All'indomani della sconfitta nei play-off di Serie B contro il Carpi, stagione calcistica 2016/2017, c'era chi consolandosi magramente con l'attesa di giocare la prima partita nel Benito Stirpe, si preoccupava di quanto potesse risultare abbandonato e fievole uno stadio pensato per giocare in Serie A; eppure l'affetto dei tifosi ciociari regalò alla squadra una discreta e continua presenza di pubblico sugli spalti, culminata nell'apoteosi di Frosinone-Foggia, una serata unica non ovviamente per il risultato, ma per l'atmosfera attorno al campo: prima occasione in cui dentro lo Stirpe rimbombavano soltanto voci ciociare, essendo la trasferta proibita ai tifosi ospiti, e non essendoci nemmeno l'ombra di biglietti disponibili a poche ore dal calcio d'inizio. Ma il timore dello stadio vuoto si sarebbe poi ripresentato senza troppo farsi attendere. Che le prestazioni della squadra non potessero trascinare chi al seggiolino preferisce il divano era cosa intuibile; che l'avvento in ciociaria delle più forti squadre italiane non richiamasse all'appello i sostenitori residenti nel Lazio è stata invece una spiacevole sorpresa. Il campionato è ancora in corso, certo, e a far visita allo Stirpe manca ancora il Napoli, è vero, ma in occasione dell'ultima partita contro l'Inter si è quasi completato un quadro dai colori sbiaditi. 
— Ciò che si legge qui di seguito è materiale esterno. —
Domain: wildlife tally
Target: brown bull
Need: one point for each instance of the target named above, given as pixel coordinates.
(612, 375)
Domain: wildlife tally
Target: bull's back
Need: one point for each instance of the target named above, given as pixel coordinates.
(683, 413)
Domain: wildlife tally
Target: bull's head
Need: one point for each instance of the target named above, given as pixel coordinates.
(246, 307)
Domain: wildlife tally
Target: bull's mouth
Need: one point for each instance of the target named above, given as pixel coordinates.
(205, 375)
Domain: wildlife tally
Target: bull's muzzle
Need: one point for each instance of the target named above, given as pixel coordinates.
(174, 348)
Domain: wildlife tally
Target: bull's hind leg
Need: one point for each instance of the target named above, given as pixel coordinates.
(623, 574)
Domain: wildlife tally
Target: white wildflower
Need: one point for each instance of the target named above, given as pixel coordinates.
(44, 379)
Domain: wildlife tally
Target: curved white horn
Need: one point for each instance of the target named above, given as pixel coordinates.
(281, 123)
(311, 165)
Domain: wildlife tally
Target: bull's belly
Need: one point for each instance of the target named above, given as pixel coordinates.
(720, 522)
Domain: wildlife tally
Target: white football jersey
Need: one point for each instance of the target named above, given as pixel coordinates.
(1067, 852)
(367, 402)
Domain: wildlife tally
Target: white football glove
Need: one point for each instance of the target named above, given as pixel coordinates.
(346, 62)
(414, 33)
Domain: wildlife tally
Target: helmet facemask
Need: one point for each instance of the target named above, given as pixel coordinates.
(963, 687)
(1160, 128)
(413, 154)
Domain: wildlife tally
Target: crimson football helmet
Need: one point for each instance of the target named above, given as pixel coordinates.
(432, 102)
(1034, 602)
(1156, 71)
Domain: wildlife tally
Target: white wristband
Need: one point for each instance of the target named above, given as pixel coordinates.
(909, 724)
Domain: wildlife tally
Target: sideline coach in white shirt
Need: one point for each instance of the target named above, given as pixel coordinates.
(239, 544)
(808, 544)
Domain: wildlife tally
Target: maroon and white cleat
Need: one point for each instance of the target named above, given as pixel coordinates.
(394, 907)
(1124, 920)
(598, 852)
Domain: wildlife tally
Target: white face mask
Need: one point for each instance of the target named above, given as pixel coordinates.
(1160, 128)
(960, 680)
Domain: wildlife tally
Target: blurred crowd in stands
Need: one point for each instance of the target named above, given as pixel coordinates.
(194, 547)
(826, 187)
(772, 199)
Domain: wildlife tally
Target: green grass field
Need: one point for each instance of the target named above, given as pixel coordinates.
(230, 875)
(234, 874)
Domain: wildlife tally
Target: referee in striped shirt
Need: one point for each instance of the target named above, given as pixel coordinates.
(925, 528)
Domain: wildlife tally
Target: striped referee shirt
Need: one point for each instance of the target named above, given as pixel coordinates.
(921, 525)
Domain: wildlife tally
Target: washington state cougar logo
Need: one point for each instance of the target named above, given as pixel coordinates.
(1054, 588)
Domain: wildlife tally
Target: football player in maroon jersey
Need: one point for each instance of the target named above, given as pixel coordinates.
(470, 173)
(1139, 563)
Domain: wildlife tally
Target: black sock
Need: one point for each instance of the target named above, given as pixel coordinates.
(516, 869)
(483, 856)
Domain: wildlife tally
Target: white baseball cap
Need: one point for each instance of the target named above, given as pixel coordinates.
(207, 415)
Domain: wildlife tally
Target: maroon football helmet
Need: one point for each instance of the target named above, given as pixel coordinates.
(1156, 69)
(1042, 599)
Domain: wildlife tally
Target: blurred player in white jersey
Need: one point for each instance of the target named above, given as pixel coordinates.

Bianco e nero come quelli della Juventus, unica squadra che finora è riuscita a far stringere i 16225 (verosimilmente anche più) tifosi presenti allo stadio in quella sera di fine settembre. Al secondo posto nella speciale classifica c'è proprio la partita di circa una settimana fa, contro l'Inter, 15856, poi Milan 15217, Roma 15063, e Lazio 14242. Probabilmente la trasferta di Napoli potrebbe stanziarsi seconda in classifica. Anche in caso di en-plein, comunque il giudizio sul risultato ottenuto non cambia. Chiaramente imprevisto il fatto di non vedere uno stadio pieno nei big-match con squadre che sino a questo punto della stagione sono ancora in lotta per la Champions League, sorprendente non aver raccolto il pieno affetto dell'impianto nelle sfide cruciali per la salvezza. Probabilmente il Frosinone non può contare su sedicimila affezionati, o realisticamente non può contare su spettatori disposti a sborsare le cifre richieste dalla società per assistere al preventivato "spettacolo", se di spettacolo in questa stagione si è potuto parlare. Il prezzo delle centinaia di tagliandi che sono rimasti invenduti per raggiungere il sold-out nelle gare prima citate, superava i cento euro fino a toccare i trecento per la tribuna autorità, e ci si domanda se in alcuni casi il trattamento riservato dalla società agli abbonati in curva sud, prontamente spostati in Tribuna Est - e dunque in un settore più costoso - per concedere altri posti ai tifosi ospiti, abbia favorito il riempimento di seggiolini altrettanto costosi (ottanta euro) e potenzialmente a rischio di rimanere giacenti.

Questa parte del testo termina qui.